There's no denying Warren Buffett is the greatest living investor. Berkshire Hathaway has generated better than 20% compounded annual returns since 1965. Although Buffett's performance in recent years has been well below that (about 8% a year over the past five years), it's his consistency over time that has attracted legions of investors to follow him.

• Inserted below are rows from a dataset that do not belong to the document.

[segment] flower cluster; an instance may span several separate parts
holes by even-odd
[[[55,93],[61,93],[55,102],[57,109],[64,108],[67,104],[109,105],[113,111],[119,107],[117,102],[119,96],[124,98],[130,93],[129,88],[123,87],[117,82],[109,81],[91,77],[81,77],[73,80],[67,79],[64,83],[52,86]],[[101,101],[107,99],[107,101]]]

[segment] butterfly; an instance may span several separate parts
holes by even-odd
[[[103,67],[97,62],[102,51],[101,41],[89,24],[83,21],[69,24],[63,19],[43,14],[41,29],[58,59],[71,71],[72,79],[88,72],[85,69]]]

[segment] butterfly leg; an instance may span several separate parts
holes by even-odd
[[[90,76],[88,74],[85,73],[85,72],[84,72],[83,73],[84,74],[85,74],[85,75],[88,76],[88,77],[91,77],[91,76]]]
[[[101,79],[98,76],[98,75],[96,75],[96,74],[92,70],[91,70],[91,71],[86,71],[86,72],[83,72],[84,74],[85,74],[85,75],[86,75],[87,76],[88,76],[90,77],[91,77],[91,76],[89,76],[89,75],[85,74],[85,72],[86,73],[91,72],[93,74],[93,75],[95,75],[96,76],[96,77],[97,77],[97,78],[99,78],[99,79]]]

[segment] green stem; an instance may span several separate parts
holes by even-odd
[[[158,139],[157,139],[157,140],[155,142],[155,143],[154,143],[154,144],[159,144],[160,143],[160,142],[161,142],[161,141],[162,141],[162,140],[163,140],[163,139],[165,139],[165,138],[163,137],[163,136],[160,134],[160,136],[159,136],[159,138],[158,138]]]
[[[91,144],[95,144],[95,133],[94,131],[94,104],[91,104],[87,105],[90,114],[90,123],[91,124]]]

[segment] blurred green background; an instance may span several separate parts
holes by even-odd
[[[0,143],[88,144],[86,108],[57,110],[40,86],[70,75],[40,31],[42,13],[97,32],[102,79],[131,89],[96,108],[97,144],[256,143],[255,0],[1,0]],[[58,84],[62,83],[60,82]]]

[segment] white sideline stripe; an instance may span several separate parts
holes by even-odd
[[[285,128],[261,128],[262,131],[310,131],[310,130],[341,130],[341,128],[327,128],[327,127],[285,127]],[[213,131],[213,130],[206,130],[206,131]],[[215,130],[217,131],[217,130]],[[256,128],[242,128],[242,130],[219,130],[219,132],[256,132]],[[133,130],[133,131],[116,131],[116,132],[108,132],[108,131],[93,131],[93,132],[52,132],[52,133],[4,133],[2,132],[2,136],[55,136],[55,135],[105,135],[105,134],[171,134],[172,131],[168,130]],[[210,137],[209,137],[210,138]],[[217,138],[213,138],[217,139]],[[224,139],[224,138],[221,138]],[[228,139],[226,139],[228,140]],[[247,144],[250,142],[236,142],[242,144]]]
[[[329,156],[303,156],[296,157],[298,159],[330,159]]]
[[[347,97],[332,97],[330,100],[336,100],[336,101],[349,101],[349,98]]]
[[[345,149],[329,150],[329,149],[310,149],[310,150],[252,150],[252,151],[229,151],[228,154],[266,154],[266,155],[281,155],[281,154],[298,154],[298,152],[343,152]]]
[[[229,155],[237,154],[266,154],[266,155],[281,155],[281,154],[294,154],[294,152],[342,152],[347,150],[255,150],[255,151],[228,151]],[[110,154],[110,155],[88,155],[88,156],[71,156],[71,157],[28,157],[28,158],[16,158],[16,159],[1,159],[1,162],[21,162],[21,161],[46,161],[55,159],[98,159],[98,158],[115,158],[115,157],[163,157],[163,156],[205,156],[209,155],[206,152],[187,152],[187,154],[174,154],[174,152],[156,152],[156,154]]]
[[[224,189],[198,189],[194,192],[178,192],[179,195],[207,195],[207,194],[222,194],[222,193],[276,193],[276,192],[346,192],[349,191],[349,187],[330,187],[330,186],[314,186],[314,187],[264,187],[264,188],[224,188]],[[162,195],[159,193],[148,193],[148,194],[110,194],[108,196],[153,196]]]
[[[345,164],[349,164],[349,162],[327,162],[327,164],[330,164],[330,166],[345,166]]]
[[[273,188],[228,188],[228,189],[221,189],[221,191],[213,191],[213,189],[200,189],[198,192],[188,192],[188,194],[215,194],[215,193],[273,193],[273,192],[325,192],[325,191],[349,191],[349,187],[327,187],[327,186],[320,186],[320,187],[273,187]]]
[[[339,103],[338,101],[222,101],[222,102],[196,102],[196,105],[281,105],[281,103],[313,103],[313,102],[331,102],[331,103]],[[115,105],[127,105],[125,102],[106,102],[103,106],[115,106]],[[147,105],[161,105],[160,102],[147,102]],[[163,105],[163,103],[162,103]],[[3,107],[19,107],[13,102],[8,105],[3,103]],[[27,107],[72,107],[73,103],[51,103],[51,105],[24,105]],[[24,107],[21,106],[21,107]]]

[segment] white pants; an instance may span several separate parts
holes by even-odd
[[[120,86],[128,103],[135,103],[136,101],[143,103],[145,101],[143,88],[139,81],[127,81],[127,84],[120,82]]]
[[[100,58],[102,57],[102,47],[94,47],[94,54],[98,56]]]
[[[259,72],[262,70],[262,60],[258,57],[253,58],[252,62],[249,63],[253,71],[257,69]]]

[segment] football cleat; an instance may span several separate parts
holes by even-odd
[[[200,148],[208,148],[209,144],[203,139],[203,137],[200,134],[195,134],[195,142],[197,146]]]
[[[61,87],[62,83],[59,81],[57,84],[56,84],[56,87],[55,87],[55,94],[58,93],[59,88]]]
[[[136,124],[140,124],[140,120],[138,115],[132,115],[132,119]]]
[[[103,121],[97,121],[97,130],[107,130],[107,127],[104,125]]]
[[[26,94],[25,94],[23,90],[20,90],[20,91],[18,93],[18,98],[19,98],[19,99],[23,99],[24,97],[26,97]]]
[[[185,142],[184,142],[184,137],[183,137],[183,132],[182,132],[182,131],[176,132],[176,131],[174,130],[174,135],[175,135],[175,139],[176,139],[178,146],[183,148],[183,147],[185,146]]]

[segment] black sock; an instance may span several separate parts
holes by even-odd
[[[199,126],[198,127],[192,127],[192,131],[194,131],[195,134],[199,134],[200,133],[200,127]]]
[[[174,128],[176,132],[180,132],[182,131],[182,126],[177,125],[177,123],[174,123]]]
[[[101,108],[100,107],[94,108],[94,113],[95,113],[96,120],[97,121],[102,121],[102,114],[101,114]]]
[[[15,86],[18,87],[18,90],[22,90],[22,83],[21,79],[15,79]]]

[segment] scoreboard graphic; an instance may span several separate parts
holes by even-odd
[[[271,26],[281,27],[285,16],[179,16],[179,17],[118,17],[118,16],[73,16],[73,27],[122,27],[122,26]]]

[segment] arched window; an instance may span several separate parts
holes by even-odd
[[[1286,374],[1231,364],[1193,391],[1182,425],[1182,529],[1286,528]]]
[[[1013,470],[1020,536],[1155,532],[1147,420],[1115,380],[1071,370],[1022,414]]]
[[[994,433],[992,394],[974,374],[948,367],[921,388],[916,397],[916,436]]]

Yet the Oracle of Omaha doesn't always practice what he preaches. He has famously derided investments in both airlines and railroads as losing bets, but has bought stocks in both industries. He called derivatives "weapons of financial mass destruction," but invested in them anyway. Securities regulators also extend to Buffett special market privileges, such as not reporting trades in a timely manner, that are unavailable to smaller investors (other billionaires, though, are also given such inside access).

Warren Buffett.

Image source: The Motley Fool.

Buffett is most known for his belief in buy-and-hold investing (he once said "the best time to sell is never"). Yet his purchase of a huge tranche of Activision Blizzard (ATVI) stock earlier this year after Microsoft agreed to purchase the video game giant is once again an example of his "do as I say, not as I do" approach to investing. 

So let's see why the Oracle loves Activision so much that he's willing to break another of his investing maxims to buy it.

It's game on

Let's start off by acknowledging Buffett actually first bought shares of Activision Blizzard in the fourth quarter of 2021, months before Microsoft said it was acquiring the company. He had taken a $1.1 billion stake in the video game stock, a relatively small position by Berkshire standards, that would be on par with his holdings in Amazon in terms of what percentage of the portfolio it represented (around 0.4%).

Yet when he revealed at Berkshire's annual shareholder's meeting that he had upped that stake to $5.6 billion and it was now a top 10 holding in the portfolio. This was a cause for concern because it came after Microsoft's announcement.

It also meant Buffett was buying Activision Blizzard stock as an arbitrage play on the acquisition, a decidedly short-term bet that went hard against his expressed belief in owning stocks for the long haul because doing so makes you a part owner of the business. 

Going against the grain

Yet Buffett's move might not be as inconsistent as it appears. First, Buffett was already an owner of the stock. While the Justice Department is investigating allegations of insider trading on the deal, specifically options purchased by Barry Diller, David Geffen, and Alexander von Furstenberg that occurred just prior to the deal's announcement, Buffett maintains he knew nothing about Microsoft's interest when he first bought Activision stock. 

In a letter released in February, he insisted Berkshire received "no bonanza" for that first tranche as shares were acquired at around $77 per share, with about 85% of the 14.7 million shares bought last October and the rest acquired in November. 

Microsoft's offer for Activision values the video game stock at $95 a share, but after getting as high as almost $87 a share, the stock has slowly declined in value and goes for around $74 a share as of this writing. That means you could buy Activision stock at an even better price than what Warren Buffett got.

The reason there is such a big arbitrage play is that some on Wall Street don't think the deal will go through. Buffett believes the opposite, and with the market providing such a big discount it's reasonable that he would buy more. That would be in keeping with his philosophy of buying "a wonderful company at a fair price [rather] than a fair company at a wonderful price."

Risky business

There is potential the deal falls apart. The U.K.'s antitrust regulator, for example, said earlier this month Microsoft buying Activision could undermine competition in gaming consoles, subscription services, and cloud gaming. It called for the deal to be looked at closely. That might result in the deal not happening at all, or it being significantly changed to win approval. It could also delay the closing of the transaction well beyond the second quarter of 2023, which was the originally suggested timeline.

So it seems Buffett (or rather one of his investment advisors who actually made the trade) really liked Activision Blizzard, and then, when an opportunity arose to buy more shares at a discount to the purchase price, he jumped at it.

Activision Blizzard remains the premiere video game company with some of the biggest properties in the industry. World of Warcraft, for example, is still the biggest massively multiplayer online (MMO) game with almost 121 million total players compared to nearly 40 million for runner up Final Fantasy XIV Online. Call of Duty also continues to be a top game franchise and is getting a reboot with the launch of Modern Warfare II next month.

Yet despite this Microsoft's seeming commitment to the deal, this might not be a time to copy the Buffett's investment strategy. Video game spending is slowing, falling 13% in the second quarter to $12.4 billion, and Sony recently reported a 26% decline in game sales for the period. Meanwhile, Microsoft's Xbox sales were down 11%. In an economy that appears to be deteriorating this could be on of the Oracle's rare bad bets.